What have neural networks achieved?

[Jay McClelland]

Max Coltheart <max at currawong.bhs.mq.edu.au> writes:
> Randy O'Reilly said:
> 
>    Interestingly, one of the "sucesses" of neural networks in this case
>    was their dramatic failure in the form of the catestrophic
>    interference phenomenon.  This failure tells us something about the
>    limitations of the cortical memory system, and thus, why we might need
>    a hippocampus.
>    
> Think about the structure of this argument for a moment. It runs thus:
> 
> 1. Neural networks suffer from catastrophic interference.
> 2. Therefore the cortical memory system suffers from catastrophic
> interference.
> 3. That's why we might need a hippocampus.
> 
> Is everyone happy with the idea that (1) implies (2)?

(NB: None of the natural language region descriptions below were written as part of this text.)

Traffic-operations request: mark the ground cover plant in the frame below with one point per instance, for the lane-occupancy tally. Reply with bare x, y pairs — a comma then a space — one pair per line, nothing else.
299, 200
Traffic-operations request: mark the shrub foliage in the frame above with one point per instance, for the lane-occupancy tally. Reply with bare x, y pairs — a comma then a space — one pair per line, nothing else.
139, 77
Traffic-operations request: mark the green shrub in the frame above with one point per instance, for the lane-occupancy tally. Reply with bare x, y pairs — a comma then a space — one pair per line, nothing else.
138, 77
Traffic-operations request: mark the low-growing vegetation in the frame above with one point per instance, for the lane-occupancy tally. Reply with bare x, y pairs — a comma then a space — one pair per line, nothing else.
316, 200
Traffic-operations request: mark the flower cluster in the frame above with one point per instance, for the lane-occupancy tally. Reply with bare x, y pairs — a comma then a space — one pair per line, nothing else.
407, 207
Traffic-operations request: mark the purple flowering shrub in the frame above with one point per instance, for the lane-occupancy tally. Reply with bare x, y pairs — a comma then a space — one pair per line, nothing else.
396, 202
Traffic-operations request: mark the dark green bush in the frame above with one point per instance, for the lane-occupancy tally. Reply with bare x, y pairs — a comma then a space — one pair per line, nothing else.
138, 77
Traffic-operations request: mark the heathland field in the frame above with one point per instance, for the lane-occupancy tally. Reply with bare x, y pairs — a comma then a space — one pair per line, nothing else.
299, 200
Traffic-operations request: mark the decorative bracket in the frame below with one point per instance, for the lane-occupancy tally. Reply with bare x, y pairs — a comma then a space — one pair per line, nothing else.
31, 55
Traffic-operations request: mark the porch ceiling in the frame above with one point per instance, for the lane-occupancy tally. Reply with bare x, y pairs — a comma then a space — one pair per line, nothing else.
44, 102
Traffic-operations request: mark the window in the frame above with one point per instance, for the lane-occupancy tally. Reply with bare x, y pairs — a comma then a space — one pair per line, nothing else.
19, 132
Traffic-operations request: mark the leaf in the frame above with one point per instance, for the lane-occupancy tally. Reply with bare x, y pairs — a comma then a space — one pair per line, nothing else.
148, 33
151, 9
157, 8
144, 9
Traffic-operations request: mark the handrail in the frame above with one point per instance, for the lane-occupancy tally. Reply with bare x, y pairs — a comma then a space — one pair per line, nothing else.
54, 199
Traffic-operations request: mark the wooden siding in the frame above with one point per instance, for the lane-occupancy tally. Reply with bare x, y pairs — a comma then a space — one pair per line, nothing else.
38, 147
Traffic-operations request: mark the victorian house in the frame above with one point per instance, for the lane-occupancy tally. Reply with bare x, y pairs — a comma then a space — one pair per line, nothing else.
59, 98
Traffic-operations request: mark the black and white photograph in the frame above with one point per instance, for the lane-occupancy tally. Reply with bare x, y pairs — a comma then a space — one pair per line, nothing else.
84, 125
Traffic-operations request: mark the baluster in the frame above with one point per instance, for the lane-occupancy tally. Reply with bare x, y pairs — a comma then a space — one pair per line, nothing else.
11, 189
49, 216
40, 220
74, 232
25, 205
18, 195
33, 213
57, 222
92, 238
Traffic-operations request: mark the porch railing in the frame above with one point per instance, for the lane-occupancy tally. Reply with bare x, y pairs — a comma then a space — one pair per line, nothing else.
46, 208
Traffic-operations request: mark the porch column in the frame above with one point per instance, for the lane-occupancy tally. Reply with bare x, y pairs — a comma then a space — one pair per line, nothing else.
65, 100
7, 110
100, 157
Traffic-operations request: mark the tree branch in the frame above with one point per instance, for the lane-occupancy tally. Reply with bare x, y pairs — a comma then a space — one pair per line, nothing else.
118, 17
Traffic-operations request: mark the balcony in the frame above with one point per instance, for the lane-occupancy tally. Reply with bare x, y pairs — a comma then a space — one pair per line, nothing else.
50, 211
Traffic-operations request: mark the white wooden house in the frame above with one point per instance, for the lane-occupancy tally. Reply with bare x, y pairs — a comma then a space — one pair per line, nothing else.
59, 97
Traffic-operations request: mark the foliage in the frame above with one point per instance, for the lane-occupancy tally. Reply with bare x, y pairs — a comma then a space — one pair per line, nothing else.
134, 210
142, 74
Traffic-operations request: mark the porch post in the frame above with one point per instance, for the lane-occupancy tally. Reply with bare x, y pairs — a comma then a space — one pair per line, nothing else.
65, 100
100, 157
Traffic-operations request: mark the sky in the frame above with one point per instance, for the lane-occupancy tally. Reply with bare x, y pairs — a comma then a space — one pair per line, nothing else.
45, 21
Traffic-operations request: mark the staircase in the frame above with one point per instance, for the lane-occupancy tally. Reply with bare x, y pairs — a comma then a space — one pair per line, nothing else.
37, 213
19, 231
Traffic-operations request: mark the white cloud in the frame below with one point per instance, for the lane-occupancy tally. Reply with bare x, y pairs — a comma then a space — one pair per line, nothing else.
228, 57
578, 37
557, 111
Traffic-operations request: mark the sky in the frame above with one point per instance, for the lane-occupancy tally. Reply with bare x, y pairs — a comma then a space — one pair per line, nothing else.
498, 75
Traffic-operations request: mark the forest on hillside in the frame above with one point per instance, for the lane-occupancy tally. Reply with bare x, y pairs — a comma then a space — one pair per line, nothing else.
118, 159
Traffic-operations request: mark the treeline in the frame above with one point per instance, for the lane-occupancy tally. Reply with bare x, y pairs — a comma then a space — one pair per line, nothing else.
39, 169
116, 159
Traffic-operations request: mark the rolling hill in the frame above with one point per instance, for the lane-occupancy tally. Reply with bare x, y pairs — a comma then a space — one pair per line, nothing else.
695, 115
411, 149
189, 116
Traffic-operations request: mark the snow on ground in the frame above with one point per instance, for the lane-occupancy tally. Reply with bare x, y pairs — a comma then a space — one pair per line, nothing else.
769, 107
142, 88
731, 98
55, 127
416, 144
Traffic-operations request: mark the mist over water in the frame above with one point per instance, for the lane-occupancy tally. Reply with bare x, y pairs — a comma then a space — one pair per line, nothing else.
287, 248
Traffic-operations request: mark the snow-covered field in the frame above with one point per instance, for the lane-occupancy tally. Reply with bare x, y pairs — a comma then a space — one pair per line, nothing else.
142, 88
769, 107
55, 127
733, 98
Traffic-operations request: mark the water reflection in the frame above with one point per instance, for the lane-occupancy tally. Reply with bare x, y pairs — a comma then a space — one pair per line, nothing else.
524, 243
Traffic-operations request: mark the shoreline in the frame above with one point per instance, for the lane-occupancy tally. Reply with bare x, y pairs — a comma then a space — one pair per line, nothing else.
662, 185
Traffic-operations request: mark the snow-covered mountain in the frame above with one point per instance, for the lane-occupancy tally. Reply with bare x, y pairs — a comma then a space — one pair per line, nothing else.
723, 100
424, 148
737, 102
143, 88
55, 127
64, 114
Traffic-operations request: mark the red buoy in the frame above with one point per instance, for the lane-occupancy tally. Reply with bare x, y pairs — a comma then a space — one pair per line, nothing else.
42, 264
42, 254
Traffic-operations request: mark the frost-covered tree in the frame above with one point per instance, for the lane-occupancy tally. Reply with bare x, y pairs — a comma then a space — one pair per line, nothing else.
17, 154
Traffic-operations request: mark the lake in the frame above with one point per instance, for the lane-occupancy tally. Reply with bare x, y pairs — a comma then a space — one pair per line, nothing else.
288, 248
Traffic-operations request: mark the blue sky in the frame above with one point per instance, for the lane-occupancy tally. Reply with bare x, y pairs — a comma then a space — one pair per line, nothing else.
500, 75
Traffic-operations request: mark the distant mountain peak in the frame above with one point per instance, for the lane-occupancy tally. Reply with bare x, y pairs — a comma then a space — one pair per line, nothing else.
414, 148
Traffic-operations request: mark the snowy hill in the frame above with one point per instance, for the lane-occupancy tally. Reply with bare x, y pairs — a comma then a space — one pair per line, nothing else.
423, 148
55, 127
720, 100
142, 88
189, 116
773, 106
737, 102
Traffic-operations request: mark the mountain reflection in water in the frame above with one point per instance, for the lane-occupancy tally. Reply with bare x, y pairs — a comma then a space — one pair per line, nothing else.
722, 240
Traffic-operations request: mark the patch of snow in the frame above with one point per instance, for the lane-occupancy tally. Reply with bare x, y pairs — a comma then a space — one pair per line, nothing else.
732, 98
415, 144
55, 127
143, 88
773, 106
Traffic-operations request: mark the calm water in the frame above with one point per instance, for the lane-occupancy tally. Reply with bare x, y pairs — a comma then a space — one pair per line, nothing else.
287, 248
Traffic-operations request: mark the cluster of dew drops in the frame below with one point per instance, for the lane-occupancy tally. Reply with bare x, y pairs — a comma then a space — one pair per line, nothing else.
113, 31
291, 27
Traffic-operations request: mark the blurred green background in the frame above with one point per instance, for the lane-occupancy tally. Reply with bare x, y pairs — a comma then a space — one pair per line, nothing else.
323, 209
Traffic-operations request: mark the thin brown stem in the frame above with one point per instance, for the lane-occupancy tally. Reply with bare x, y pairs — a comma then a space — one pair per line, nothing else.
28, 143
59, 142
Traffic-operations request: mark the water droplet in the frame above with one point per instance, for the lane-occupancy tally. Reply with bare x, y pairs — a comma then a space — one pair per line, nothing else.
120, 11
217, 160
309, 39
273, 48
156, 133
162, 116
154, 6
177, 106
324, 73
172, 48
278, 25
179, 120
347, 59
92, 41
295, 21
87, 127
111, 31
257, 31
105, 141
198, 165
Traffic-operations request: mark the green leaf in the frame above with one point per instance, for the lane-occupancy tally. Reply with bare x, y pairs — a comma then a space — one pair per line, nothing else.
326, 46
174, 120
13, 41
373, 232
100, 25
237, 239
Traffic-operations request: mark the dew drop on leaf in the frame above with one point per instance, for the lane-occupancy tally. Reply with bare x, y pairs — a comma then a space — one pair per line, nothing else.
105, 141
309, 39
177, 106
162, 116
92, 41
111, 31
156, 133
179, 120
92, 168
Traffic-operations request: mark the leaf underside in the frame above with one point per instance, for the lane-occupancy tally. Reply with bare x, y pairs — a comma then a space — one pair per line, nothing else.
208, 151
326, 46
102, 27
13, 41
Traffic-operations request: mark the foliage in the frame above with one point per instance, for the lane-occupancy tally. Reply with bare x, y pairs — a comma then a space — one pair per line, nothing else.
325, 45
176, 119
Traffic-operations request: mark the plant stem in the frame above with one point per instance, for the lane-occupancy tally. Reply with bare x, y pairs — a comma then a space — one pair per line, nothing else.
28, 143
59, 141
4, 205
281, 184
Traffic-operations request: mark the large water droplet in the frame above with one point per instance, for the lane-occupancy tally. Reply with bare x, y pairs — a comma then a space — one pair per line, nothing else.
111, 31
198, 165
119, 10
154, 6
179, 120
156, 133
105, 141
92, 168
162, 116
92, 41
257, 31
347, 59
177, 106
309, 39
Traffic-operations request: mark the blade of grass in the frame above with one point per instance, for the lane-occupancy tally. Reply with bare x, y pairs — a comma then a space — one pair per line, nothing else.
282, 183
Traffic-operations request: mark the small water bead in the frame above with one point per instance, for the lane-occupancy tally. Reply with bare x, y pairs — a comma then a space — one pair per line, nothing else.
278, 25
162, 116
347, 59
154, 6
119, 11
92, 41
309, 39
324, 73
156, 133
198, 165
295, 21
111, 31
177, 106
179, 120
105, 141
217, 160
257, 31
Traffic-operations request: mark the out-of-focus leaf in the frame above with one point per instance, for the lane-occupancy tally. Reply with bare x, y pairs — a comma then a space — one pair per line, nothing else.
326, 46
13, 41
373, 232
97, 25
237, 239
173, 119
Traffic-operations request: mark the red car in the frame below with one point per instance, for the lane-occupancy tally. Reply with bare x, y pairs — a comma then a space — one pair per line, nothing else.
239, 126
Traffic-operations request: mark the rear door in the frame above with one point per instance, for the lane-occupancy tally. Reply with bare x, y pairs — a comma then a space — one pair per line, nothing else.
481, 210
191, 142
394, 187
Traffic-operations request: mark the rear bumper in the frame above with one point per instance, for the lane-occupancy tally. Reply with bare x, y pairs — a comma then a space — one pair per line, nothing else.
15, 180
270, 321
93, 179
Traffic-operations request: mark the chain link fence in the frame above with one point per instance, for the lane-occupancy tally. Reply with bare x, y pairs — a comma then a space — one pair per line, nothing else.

Randy may not have provided quite a full enough description of the
observations we made in the McClelland, McNaughton and O'Reilly
article concerning what we called 'Complementary Learning Systems' in
hippocampus and neocortex.  The argument is quite a bit richer than
Max's comment suggests, but I will endeavor to summarize it
(for full justification and demonstration simulations, see
the paper).  The arguement, based on the successes as well as the
failures of connectionist models of learning and memory, was this:

The discovery of the structure present in large ensembles of events
and experiences, such as e.g., the structure present in the relations
between spelling and sound, requires what we called 'interleaved
learning' --- learning in which the connection weights are adapted
gradually so that the overall structure present in the ensemble can
guide the learning process.  It also requires the use of a
componential coding scheme, which is essential for good generalization
(this theme also appears in the Plaut et al paper, mentioned in my
previous post in this discussion).  We claimed the neocortex was
specialized for structure-sensitive learning, and we observed that
neural networks that exhibit this form of learning WOULD exhibit
catastrophic interference IF forced to learn quickly, either by
turning up the learning rate or by massive repetition of a very small
and thus necessarily non-representative sample of training cases.
Basically, what's simply happening is that the network is learning the
non-representative structure present in the sample, at the expense of
whatever it might previously have learned.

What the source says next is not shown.